Answer by Westley Julio:
There are a few reasons. Largely, it’s because security comes in layers. The purpose of the layers is to not make the network impossible to compromise (which is a fool’s goal) but to make it so difficult that an attacker will go after easier targets.
- Physical access – Notwithstanding internet facing vulnerabilities, in order to compromise a wired network you need to be able to plug in to it. If the building access is well controlled, a would be attacker has a significant obstacle. Wireless should be assumed to remove this layer.
- Broadcasted information – There’s a tremendous amount of information that can be extracted from wireless networks, without cracking passwords or otherwise compromising the network. For example, one can see the MAC address(es) of the Access Point(s) and client(s), SSIDs contained in client probes, amount of frames sent/received, etc. If I can associate a MAC with a specific person, I can know when they’re in a building as well as when and how much they send/receive data.
- Denial of service – It’s very easy to carry out a deauthentication attack on a wireless network. Essentially, this attack forces clients to disconnect and can be done infinitely, scheduled or on demand. You don’t even need to have compromised the network. This hole is built right into the 802.11 standards. This can cost companies in lost productivity and utilization of human resources to troubleshoot.

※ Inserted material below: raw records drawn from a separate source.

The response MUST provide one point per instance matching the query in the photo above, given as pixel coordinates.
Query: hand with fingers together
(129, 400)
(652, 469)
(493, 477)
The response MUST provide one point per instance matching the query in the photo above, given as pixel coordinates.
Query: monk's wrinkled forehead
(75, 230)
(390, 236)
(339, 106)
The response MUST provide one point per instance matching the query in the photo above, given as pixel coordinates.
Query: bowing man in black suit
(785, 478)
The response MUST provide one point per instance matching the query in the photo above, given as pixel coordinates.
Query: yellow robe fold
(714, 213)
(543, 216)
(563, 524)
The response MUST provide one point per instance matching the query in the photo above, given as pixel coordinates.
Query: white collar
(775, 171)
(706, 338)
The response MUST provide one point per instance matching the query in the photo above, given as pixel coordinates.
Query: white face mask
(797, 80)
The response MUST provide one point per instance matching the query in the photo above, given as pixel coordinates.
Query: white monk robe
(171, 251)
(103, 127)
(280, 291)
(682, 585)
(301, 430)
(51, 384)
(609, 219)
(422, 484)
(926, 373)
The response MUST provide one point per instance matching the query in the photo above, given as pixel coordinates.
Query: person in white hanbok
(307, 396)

- Exposure – An attacker can capture (record) wireless transmissions and attempt to break into it later. There’s virtually no time limit on this. If a WPA-PSK password is brute forced or otherwise discovered, the attacker can decrypt wireless communications for all clients virtually live. RADIUS is a much more secure way to go since you can only compromise one client at a time. However, it’s still possible to compromise the client and/or network.
- Revocation of access – A user’s access to a network may need to be revoked. With wired only access removal from the premises is an effective means of doing so. With wireless access there are additional steps and a delay in time between the desire to the remove access and when that revocation occurs. With WPA-PSK, to revoke one user’s access to the network you have to revoke access to ALL, if temporarily, by changing the password. With RADIUS you can revoke per user.